К Почечуеву подошла незнакомая собака и встала под его зонтик. Прежде Иван Лукич мог бы и отпихнуть непрошеную гостью от себя. Сказать ей грубо: «Кыш!» Сейчас он этого не сделал. Он рассуждал примерно так: «Я одинок, и собака без сопровождения. Зонтика у нее нету. Пусть пользуется моим, шалава...»
Рассудив таким образом, Почечуев улыбнулся собаке. Улыбнувшись, подумал: «Добрый я нынче какой-то... С чего бы это? Видать, к финишу дело. Может, зачтется где? Доброта то есть... Вот болеть начал, старым делаюсь. На теле в одном месте доктор увеличение обнаружил. Место одно в организме увеличилось в объеме. А что, как того?.. Нет уж. Стоп, себе говорю. Черные мыселькн только потревожь, сразу в душе лягушки заквакают, разные жучки-плавунцы из глубины повыныривают, пиявки поприсосутся — не оттянешь! Для чего мне такая печаль? Человек я свободный, одинокий. Ухаживать за мной некому. Коллектив меня на пенсию проводил, а сам дальше пошел. Жена, то есть Маня-физкультурница, жить вместе чинно-благородно не пожелала, к другому ушла. Десять лет, как врозь. Непостоянная оказалась. И ведь не бил физически, не уродовал. Перегаром винным не отравлял существование. Заскучала, насупилась. Одной ей, что ли, скучно на белом свете? И ему, Почечуеву, грустно случается. Бывало, скажешь ей: «Марусечка, за что. обижаешь? За мою хлеб соль вкусную? За духи-помаду драгоценную? За что гнешь, как чалку? Смотри, переломишь — хрустну!» И вдруг сама сбежала... Теперь бы он ей, понятное дело, так не говорил, теперь бы он промолчал, в тряпочку или по голове Маню погладил. Ан — поздно спохватился: сбежала. Как померла. Потому что даже тряпочек своих не забрала. Все оставила. Даже самое интимное: чулочки, трусики. Ежели б не записка: «Прощай, Почечуев, скучно с тобой. Обманул ты мои планы». Ежели б не записка сия, хоть в неестественную силу верить начинай. Или во всесоюзный розыск кидайся...»

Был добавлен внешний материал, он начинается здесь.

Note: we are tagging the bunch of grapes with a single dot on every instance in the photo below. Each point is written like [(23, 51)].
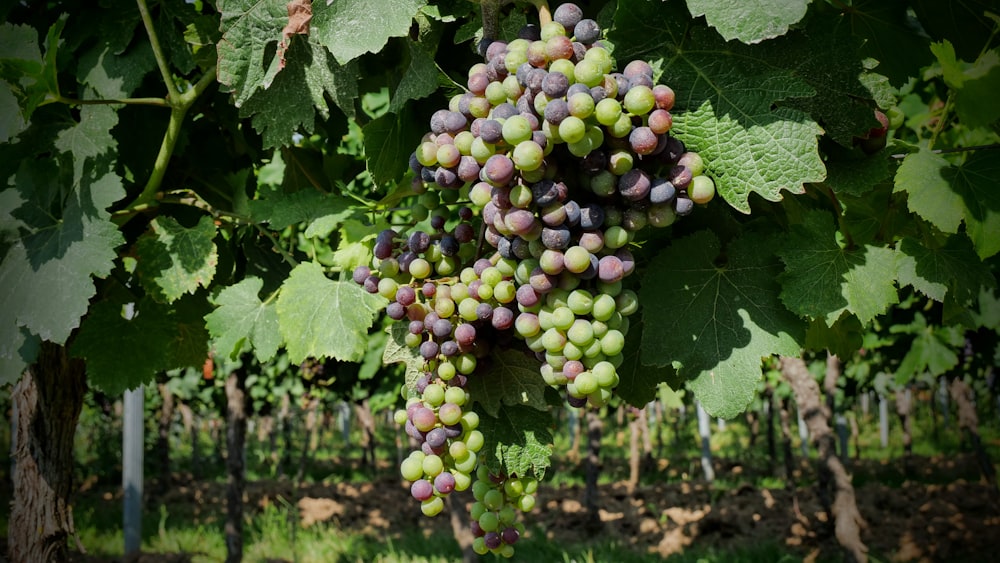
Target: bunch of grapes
[(534, 183)]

Очнувшись от воспоминаний, Почечуев не обнаружил у себя под зонтиком собаки. «Вот и эта, косолапая, сбежала... И все они так: подойдут, обнюхают и — прочь. А ты, значит, стой на дороге один, соображай, как тебе дальше линию свою проводить».
Дождь внезапно кончился. Как будто небо всю запланированную воду враз израсходовало. «Не могло лишних пяток минут побрызгать», — усмехнулся Почечуев, сложил японский зонт и, опираясь на него, пошел к себе на Петроградскую сторону, предвкушая удовольствие от предобеденного чая, который он заваривал любовно, словно красивую женщину рассматривал.
Из кармашка, приспособленного в импортных пиджаках для авторучек, Почечуев извлек длинный ключ, напоминающий небольшую пилу. И сразу же в голову мыслишка бросилась: «Ключ в одном экземпляре остался... Не дай бог, потеряется — в квартиру не попадешь. Двери дубовые. О такое дерево в кровь разобьешься — не откупоришь жилье».
На дверях его отдельной квартиры висела нелепая медная дощечка: «К Почечуевым три звонка». От былой коммуналки бирочка осталась. Почечуев лукаво подмигнул своей фамилии, всунул ключ в отверстие, проник в помещение, в прихожую с вешалкой и старым, помятым креслом, в которое Почечуев, возвращаясь домой с предприятия, бросал портфель с бумагами, пельменями и половинкой круглого хлеба.